Neil McCauley lived by one rule: “don’t have anything in your life that you can’t walk away from in 30 seconds flat if you feel the heat around the corner”.
That’s a bad rule in life but a good rule for a bank robber. It’s also one that Neil abandoned time and again, particularly to save Chris during the bank robbery and to kill Waingro.
Neil didn’t stick to his own rules.
With their spending spree in this past offseason, adding Tom De Koning, Jack Silvagni, Sam Flanders, and Liam Ryan the Saints have abandoned their rule as well.
The Saints were less explicit than Neil in what their rule was, but you could feel them building into a Geelong-lite prioritising rangy athletes and speed across the ground. Ross Lyon and the Saints brass specifically targeted guys like Darcy Wilson to try and remake their team as one full of thoroughbreds, beating teams on the spread as a matter of course.
Even the way that they moved the ball was a little different last year compared to 2024, with the Saints getting about 30 more metres by handball per game and taking about 10 fewer marks per game from 2024 to 2025.
It was becoming about run.
It’s a good plan, especially coming from the stale and stodgy way that the Saints have played for…about as long as I can remember.
It’s also, crucially, a change from Ross Lyon.
Lyon likes and wants to be a defensive team that wins the ball in the back half and transitions from there.
They still were that to an extent last year, especially toward the end of the season where Ross reverted to his own base principles sitting third in fewest points allowed over the last five weeks and just 11th in time in forward half.
However, their season long numbers tell a story of a coach trying to adapt. They tried to be more aggressive with their player positioning and, in large part because of injuries, got hurt defensively conceding the sixth most points of the season.
The best example of this is the deployment of Nasiah Wangeen-Milera, who was increasingly used as an attacking player rather than a quarterback out of the back half. Of the 30 disposals he averaged for the season, about 57% came in D50 or defensive midfield.
However, if you isolate the last 10 games as he really ascended, of his 32 disposals that number shrunk to about 52%. In particular, he massively increased his forward 50 disposals.
The fact that he was trying to make such sweeping changes speaks to the cache he holds in the organisation as an established Saints legend, and also the extra capital he bought himself by making the finals in his first year.
Even the way the forward line functioned made sense given the personnel, and is ready to drop in a real key forward whenever they can find one like when the Chiefs built a team then dropped in Patrick Mahomes.
With no Max King, who just had another surgery this offseason, the Saints were kicking it to Mitch Owens and a mosquito fleet led by Jack Higgins.

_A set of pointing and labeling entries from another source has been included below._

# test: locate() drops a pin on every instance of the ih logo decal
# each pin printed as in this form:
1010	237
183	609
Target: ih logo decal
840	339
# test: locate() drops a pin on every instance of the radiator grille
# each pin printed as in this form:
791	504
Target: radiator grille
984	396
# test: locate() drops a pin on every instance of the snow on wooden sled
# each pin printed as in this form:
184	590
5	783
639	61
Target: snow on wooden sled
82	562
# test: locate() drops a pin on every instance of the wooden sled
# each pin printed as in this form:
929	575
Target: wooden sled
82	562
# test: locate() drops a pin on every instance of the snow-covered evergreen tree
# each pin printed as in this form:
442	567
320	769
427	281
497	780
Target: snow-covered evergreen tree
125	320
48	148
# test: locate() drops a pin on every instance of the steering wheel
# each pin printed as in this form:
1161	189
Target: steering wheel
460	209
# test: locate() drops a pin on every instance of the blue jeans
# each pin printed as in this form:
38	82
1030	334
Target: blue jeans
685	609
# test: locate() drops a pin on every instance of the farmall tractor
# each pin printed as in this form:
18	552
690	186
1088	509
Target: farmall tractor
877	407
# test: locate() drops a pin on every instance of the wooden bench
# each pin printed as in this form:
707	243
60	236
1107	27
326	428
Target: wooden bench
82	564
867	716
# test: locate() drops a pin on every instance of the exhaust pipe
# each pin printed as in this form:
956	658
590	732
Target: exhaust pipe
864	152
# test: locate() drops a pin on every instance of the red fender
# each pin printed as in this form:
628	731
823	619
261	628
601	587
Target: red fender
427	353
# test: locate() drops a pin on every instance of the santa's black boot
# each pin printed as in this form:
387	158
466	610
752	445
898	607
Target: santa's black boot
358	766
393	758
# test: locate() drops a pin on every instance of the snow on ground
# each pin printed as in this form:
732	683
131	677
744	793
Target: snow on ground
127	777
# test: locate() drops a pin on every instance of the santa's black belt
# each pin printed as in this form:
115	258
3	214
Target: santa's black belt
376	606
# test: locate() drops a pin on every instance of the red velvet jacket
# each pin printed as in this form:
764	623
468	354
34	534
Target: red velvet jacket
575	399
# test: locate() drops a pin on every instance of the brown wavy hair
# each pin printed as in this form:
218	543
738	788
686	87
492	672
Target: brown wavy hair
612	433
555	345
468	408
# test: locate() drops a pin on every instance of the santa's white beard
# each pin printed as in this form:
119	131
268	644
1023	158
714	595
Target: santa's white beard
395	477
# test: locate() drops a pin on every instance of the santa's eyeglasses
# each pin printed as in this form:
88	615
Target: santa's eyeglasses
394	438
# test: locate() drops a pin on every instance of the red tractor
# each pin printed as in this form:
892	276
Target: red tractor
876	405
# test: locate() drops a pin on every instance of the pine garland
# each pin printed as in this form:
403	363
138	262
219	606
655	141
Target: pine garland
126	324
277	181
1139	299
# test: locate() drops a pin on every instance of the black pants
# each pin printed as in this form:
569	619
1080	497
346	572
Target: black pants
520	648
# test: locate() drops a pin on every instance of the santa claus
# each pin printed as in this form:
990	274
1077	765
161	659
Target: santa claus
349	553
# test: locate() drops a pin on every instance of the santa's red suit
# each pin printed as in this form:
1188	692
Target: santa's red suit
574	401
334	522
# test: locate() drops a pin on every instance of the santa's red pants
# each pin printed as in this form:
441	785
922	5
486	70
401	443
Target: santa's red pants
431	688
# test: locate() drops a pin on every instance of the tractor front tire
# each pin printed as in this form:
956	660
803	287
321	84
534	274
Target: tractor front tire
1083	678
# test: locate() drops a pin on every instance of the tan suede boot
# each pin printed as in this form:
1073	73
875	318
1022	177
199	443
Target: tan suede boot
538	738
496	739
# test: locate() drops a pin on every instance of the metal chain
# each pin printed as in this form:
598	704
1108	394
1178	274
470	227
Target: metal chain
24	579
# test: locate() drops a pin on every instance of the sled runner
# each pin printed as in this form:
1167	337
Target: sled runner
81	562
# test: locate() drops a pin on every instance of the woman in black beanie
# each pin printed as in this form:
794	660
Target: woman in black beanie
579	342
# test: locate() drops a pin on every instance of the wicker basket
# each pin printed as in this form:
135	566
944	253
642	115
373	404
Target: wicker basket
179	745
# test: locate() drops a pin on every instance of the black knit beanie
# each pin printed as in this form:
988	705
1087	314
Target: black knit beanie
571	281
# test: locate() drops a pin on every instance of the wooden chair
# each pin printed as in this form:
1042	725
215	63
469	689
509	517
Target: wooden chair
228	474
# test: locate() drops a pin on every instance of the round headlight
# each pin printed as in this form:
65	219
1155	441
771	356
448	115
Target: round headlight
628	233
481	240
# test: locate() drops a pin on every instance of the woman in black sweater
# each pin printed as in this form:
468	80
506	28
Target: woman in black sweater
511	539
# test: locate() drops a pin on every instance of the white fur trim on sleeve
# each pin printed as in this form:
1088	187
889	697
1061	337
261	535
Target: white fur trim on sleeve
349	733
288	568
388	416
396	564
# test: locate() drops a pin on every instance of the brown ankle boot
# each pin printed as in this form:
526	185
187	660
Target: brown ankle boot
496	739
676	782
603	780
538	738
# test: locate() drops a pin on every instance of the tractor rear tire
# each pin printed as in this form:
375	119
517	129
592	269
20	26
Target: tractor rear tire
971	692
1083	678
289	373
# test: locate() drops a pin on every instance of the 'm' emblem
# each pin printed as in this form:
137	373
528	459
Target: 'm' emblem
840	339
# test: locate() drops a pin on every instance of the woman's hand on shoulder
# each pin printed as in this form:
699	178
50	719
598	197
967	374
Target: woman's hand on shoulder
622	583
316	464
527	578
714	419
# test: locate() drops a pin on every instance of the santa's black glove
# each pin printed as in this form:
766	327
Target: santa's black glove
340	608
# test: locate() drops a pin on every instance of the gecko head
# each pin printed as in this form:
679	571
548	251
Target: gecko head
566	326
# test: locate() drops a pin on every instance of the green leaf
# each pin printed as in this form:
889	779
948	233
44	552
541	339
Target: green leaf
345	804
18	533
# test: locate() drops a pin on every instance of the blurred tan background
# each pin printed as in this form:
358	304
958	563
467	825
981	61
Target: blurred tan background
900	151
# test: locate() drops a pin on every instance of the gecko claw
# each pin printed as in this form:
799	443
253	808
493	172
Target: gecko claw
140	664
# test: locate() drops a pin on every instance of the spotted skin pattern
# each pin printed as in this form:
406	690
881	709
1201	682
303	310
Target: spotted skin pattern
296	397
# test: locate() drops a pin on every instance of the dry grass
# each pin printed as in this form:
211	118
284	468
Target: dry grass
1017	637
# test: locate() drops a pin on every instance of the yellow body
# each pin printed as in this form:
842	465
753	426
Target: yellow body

Particularly against taller backlines, they were able to enter 50 dirtily and those smalls gave the big backlines fits.
The whole approach smacked of Ross Lyon running the organisation like Nile Jarvis getting Clare Danes to like him. He knew he had time, and he had a clear goal
In this offseason, that shifted.
It went from a team methodically rebuilding through the draft and through sharp player acquisition, to a team trying to microwave their rebuild like they’re suddenly in a rush.
It’s Ray Shoesmith starting to answer questions. It’s abandoning the plan.
And you know, maybe it works.
Maybe Sam Flanders, who has never been a permanent midfielder in his entire career can play midfield. The fact that it seems to be a carbon copy of the Zac Williams mistake that Stephen Silvagni saw happen at Carlton might not matter. Granted, SOS was flat out this offseason so maybe he forgot.
Maybe Jack Silvagni does stiffen a surprisingly leaky defence and lets Ross devote fewer human resources to just clogging up lanes because he doesn’t have enough individual winners.
And finally, maybe Tom De Koning can also transform the midfield in a way that almost literally no other ruckman in the last 25 years has done.
Maybe his likely rotation with Rowan Marshall leads to an approximation of acceptable key forward play, even if using a genuine ruck as a key forward hasn’t worked for a whole season since probably Paul Salmon.
Maybe all of that happens.
But to try and microwave it after three years of being methodical feels rash. Even after all that, the Saints best case scenario is probably sixth and the most likely scenario is probably eighth or tenth this year and getting worse as the bills come due.
It’s like saving to buy a house, then buying a car because in passing your boss said that she’s leaving and might recommend you for a promotion.
To my eye it looks like they went from patiently bad, but building to expensively mediocre.
I don’t know why the Saints abandoned the plan.